Hawaii is taking important steps toward expanding its portfolio of transportation options. Whether these efforts will be enough to significantly improve our quality of life remains to be seen. For now, looking at the national landscape, Maynard takes a long view. “We’ve been dependent on the automobile now for 110 years. It could take another 100 years before we tip all the way back or maybe it never happens,” she says. “But, if we tip to an equilibrium where cars, public transit, bikes, pedestrians all coexist,” she expects that’s a future many people would welcome.


 

Phones Now More Essential Than Driver’s Licenses for Teens

Fewer teens in Hawaii are signing up for driver’s licenses, mirroring a downward national trend on what used to be a near-universal American rite of passage.

Between 2008 and 2013, the number of 15- to 19-year-olds registering to drive in Hawaii declined 18 percent, from 29,171 a year to 23,805. A report by the U.S. Centers for Disease Control and Prevention found that the proportion of high school seniors nationwide holding a driver’s license fell by 12 percent from 1996 to 2010.

Researchers suggest that mobile technology has supplanted the car as the preferred way for teens to connect – they would rather text than drive. But UH-Manoa transportation expert Panos Prevedouros is inclined to blame economic factors. “The bottom line is that these kids do not have jobs and, if they have jobs, those jobs don’t pay much,” he says. “The automobile is very costly – it comes with insurance, gasoline, registration, etc. – so kids think, why get a driver’s license when they cannot afford a car?”

Makena Nishimoto, 15, looks forward to applying for her instruction permit soon but she’s not in a rush to get her license. “It’s not a high priority for me right now,” she says, explaining that her focus is on school, family and sports. The junior relies on her parents to drive her to Roosevelt High School and to other activities. Besides, she adds, the licensing process “takes a long time.”

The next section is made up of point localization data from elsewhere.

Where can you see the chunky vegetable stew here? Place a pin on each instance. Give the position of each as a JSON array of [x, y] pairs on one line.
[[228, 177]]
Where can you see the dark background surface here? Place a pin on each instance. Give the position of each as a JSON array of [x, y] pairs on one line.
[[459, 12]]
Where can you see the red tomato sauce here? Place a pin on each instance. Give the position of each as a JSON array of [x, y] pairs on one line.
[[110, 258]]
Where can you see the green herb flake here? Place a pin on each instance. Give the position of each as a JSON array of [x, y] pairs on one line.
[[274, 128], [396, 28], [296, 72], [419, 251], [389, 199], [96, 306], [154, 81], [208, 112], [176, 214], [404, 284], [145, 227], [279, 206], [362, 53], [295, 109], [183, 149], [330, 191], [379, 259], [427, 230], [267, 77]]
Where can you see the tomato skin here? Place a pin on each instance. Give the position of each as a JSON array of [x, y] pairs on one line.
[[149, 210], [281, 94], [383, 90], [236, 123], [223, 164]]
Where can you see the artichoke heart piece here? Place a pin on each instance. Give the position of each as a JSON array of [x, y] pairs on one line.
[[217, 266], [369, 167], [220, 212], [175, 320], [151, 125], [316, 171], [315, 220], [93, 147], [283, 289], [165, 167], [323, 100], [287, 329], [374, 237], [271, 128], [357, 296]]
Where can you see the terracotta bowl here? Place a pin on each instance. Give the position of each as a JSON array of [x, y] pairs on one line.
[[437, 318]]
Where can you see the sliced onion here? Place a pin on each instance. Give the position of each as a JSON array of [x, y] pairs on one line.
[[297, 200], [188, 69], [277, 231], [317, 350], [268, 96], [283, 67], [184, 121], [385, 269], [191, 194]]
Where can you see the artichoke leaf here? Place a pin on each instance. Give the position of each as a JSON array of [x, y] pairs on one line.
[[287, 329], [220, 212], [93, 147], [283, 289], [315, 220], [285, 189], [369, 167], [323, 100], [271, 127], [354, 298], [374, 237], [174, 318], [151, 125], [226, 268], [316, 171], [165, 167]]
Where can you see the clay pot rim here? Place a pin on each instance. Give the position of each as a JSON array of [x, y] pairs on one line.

Being too busy and not having enough time was the top reason teens gave for not getting their licenses, says a national survey from the University of Michigan Transportation Research Institute. The expense of owning and maintaining a vehicle ranked second, followed by the ability to secure transportation from others. Significantly, 22 percent of respondents said they never plan to get a driver’s license.